Shoot or Trap? Tiger Expert, Department Differ
By Meera Bhardwaj | Published: 07th December 2013 08:18 AM |
A wildlife conservation expert is saying the Forest Department should have shot dead, and not live-captured, the tiger that killed three humans this week, a line of thought the forest officials reject.
The tiger had spread panic in the Bandipur-Nagarhole region, and was tranquillised and captured alive near H D Kote on Thursday.
Dr K Ullas Karanth, director for Science-Asia, Wildlife Conservation Society said, “It is debatable whether the attempts to live-capture the animal rather than shoot it, after the second proven case of human predation in Bandipur, was justified.”
Dozens of tigers and a larger number of leopards reach this stage in life in Karnataka every year and sometimes get into conflict situations.
“It may not be a practical long-term option to live-capture all of them or to house them in zoos beyond their maximum lifespan in the wild,” Karanth argued.
Rejecting this line of thought, Additional Principal Chief Conservator of Forests (Wildlife) Ajai Mishra said, “Killing is our last option unless this animal, during live-capture, proves to be a threat to our staff.”
He spoke about the many rescue centres and zoos which could house tigers. “With care and treatment, this tiger can survive in captivity for four-five years,” he said.
The 12-year-old male tiger is recovering from trauma and dehydration, Mishra said.
The Wildlife Conservation Society felt that the delay in addressing the threat of the man-eater generated anger among people in the region.
Such a sentiment, they believe, could undermine the public support required for the conservation of tigers as a species.
“It was unfortunate that lives were lost, but we did everything possible to catch the animal. There is an urgent need today to bring about awareness of the animal’s behaviour and instincts,” Mishra said.
“For that, we need the local community’s cooperation in effectively tackling such a situation in a region having high tiger population,” he added.
Experts from the Wildlife Conservation Society have been able to identify the captured tiger. With an interesting ecological history, the 12-year-old male tiger, identified as BPT-117, has been ‘camera-trapped’ 10 times since 2004 in a 33-km area.
Studying the dynamics of the meta-population of tigers in Karnataka for over two decades, Dr Ullas Karanth and his team have maintained a photographic database of the big cats. They say this tiger was evicted from his range after May 2013 by a more vigorous rival.

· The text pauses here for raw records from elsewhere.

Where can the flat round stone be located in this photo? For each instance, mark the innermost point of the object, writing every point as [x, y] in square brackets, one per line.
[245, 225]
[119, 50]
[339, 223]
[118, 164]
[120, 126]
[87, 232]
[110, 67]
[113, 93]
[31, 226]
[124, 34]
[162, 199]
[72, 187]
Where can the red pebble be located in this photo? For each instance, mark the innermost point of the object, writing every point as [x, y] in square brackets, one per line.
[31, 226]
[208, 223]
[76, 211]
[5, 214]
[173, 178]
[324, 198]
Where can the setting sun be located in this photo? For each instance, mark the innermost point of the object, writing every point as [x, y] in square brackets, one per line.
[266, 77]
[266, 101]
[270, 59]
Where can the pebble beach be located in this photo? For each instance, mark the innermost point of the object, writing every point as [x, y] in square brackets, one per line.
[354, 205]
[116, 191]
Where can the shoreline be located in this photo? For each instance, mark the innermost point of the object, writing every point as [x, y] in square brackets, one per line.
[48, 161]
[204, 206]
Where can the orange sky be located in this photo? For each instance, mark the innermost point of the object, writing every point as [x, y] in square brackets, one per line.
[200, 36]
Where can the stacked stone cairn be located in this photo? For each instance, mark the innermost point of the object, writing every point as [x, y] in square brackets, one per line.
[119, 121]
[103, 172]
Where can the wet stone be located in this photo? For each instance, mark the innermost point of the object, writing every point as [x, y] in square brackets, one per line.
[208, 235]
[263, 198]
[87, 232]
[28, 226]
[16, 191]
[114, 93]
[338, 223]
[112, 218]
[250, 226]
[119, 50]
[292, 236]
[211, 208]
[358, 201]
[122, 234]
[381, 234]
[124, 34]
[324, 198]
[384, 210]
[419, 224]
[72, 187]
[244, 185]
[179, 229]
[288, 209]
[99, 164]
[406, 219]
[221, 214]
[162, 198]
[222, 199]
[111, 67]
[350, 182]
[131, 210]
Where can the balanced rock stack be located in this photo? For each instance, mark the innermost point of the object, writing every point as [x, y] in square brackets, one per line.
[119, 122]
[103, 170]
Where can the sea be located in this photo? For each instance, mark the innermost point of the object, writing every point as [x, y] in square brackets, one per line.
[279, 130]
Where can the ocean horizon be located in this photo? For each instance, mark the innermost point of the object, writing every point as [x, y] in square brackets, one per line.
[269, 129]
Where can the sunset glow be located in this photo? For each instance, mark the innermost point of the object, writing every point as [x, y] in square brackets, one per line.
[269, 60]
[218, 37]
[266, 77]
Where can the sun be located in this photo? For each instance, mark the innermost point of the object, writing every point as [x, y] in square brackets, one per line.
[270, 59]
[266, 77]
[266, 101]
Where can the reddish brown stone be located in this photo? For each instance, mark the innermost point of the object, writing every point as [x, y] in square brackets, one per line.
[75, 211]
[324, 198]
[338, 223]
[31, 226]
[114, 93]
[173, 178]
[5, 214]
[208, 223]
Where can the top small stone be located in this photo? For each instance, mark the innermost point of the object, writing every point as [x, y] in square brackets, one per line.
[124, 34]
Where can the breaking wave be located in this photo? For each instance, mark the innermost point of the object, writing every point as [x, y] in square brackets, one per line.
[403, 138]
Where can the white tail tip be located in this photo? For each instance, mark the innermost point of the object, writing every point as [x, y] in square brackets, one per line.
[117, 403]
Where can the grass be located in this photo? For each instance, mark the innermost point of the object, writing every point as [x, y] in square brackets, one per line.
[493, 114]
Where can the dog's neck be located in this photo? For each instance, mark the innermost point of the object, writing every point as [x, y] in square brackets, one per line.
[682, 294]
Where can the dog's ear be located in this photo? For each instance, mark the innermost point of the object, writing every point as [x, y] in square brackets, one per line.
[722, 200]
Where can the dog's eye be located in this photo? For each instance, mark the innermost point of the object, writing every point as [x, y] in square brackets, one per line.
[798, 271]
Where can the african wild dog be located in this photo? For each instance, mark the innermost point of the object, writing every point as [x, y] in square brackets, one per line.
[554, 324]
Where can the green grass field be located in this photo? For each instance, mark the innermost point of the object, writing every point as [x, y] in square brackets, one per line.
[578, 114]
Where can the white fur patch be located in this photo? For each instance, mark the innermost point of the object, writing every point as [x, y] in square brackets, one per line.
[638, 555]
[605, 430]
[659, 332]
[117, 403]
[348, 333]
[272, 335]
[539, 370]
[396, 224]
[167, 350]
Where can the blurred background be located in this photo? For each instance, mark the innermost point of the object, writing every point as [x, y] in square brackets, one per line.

With poor nutrition, broken teeth and injuries, he was forced to forest edges to survive. The last proven case of man-eating was NHT-111, foun+d around Nagarahole in 2006. A 13-year-old tigress had killed livestock, dogs and two humans.
Stool samples to Identify big cat
Mysore: Chief Conservator of Forests B P Ravi said the captured tiger had drunk water on Thursday and was fed beef on Friday. Sources said its stool samples will be sent to labs in Bangalore and Hyderabad to confirm whether it is the killer tiger.